Impact of early percutaneous dilatative tracheostomy in patients with subarachnoid hemorrhage on main cerebral, hemodynamic, and respiratory variables: A prospective observational study

Abstract

Introduction: Patients with poor-grade subarachnoid hemorrhage (SAH) admitted to the intensive care unit (ICU) often require prolonged invasive mechanical ventilation due to prolonged time to obtain neurological recovery. Impairment of consciousness and airway protective mechanisms usually require tracheostomy during the ICU stay to facilitate weaning from sedation, promote neurological assessment, and reduce mechanical ventilation (MV) duration and associated complications. Percutaneous dilatational tracheostomy (PDT) is the technique of choice for performing a tracheostomy. However, it could be associated with particular risks in neurocritical care patients, potentially increasing the risk of secondary brain damage.

Methods: We conducted a single-center, prospective, observational study aimed to assess PDT-associated variations in main cerebral, hemodynamic, and respiratory variables, the occurrence of tracheostomy-related complications, and their relationship with outcomes in adult patients with SAH admitted to the ICU of a neurosurgery/neurocritical care hub center after aneurysm control through clipping or coiling and undergoing early PDT.

Results: We observed a temporary increase in ICP during early PDT; this increase was statistically significant in patients presenting with higher therapy intensity level (TIL) at the time of the procedural. The episodes of intracranial hypertension were brief, and appeared mainly due to the activation of cerebral autoregulatory mechanisms in patients with impaired compensatory mechanisms and compliance.

Discussion: The low number of observed complications might be related to our organizational strategy, all based on a dedicated "tracheo-team" implementing both PDT following a strictly defined protocol and accurate follow-up.

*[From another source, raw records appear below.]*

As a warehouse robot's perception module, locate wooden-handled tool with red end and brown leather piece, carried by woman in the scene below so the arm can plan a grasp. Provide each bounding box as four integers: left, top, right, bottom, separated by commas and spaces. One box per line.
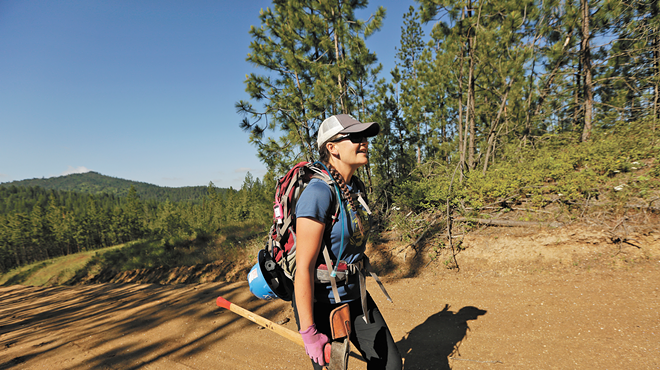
215, 297, 351, 370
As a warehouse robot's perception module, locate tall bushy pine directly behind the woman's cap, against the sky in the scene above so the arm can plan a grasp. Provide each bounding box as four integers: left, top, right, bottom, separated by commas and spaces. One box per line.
236, 0, 385, 174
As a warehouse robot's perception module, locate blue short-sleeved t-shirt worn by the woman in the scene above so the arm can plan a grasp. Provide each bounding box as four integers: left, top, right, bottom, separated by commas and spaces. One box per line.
296, 179, 370, 303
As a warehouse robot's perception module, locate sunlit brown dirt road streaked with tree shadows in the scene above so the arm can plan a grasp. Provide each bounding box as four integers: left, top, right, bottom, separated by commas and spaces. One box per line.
0, 227, 660, 370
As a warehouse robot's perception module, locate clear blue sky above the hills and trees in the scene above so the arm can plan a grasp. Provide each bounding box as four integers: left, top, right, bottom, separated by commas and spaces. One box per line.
0, 0, 417, 188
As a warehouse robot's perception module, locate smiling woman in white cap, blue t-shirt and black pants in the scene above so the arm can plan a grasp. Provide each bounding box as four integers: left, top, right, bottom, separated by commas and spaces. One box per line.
293, 114, 402, 369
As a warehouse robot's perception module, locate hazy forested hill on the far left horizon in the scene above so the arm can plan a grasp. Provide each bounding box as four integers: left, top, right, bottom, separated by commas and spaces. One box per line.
0, 172, 214, 202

Keywords: critical care; intracranial pressure; neurocritical care; percutaneous tracheostomy; subarachanoid hemorrhage.

Figure 1

Flow chart of study population selection; in the gray boxes, the subjects were excluded from the main analysis (see methods). ICU, intensive care unit; SAH, subarachnoid hemorrhage; WLST, withdrawal of life-sustaining treatments; PDT, percutaneous dilational tracheostomy; ICP, intracranial pressure.

Figure 2

Box plots illustrating the distribution of ICP (A), CPP (B), MAP (C) and PaCO2 (D) values (minimum value, first quartile, median, third quartile, and maximum value) at the five time points in the whole group. ICP, intracranial pressure; CPP, cerebral perfusion pressure; MAP, mean arterial pressure; PaCO₂, partial pressure of carbon dioxide in the arterial blood.

Figure 3

Box plots illustrating the distribution of ICP values (minimum value, first quartile, median, third quartile, and maximum value) at the five time points in patients presenting with N-ICP (light gray boxes) and H-ICP (dark gray boxes). ICP, intracranial pressure; N-ICP, normal intracranial pressure; H-ICP, high intracranial pressure.

Figure 4

Box plots illustrating the distribution of CPP values (minimum value, first quartile, median, third quartile, and maximum value) at the five time points in patients presenting with N-ICP (light gray boxes) and H-ICP (dark boxes). CPP, cerebral perfusion pressure; N-ICP, normal intracranial pressure; H-ICP, high intracranial pressure.

Figure 5

Box plots illustrating the distribution of PaCO2 values (minimum value, first quartile, median, third quartile, and maximum value) at the five time points in patients presenting with N-ICP (light gray boxes) and H-ICP (dark gray boxes). PaCO₂, partial pressure of carbon dioxide in the arterial blood; N-ICP, normal intracranial pressure; H-ICP, high intracranial pressure.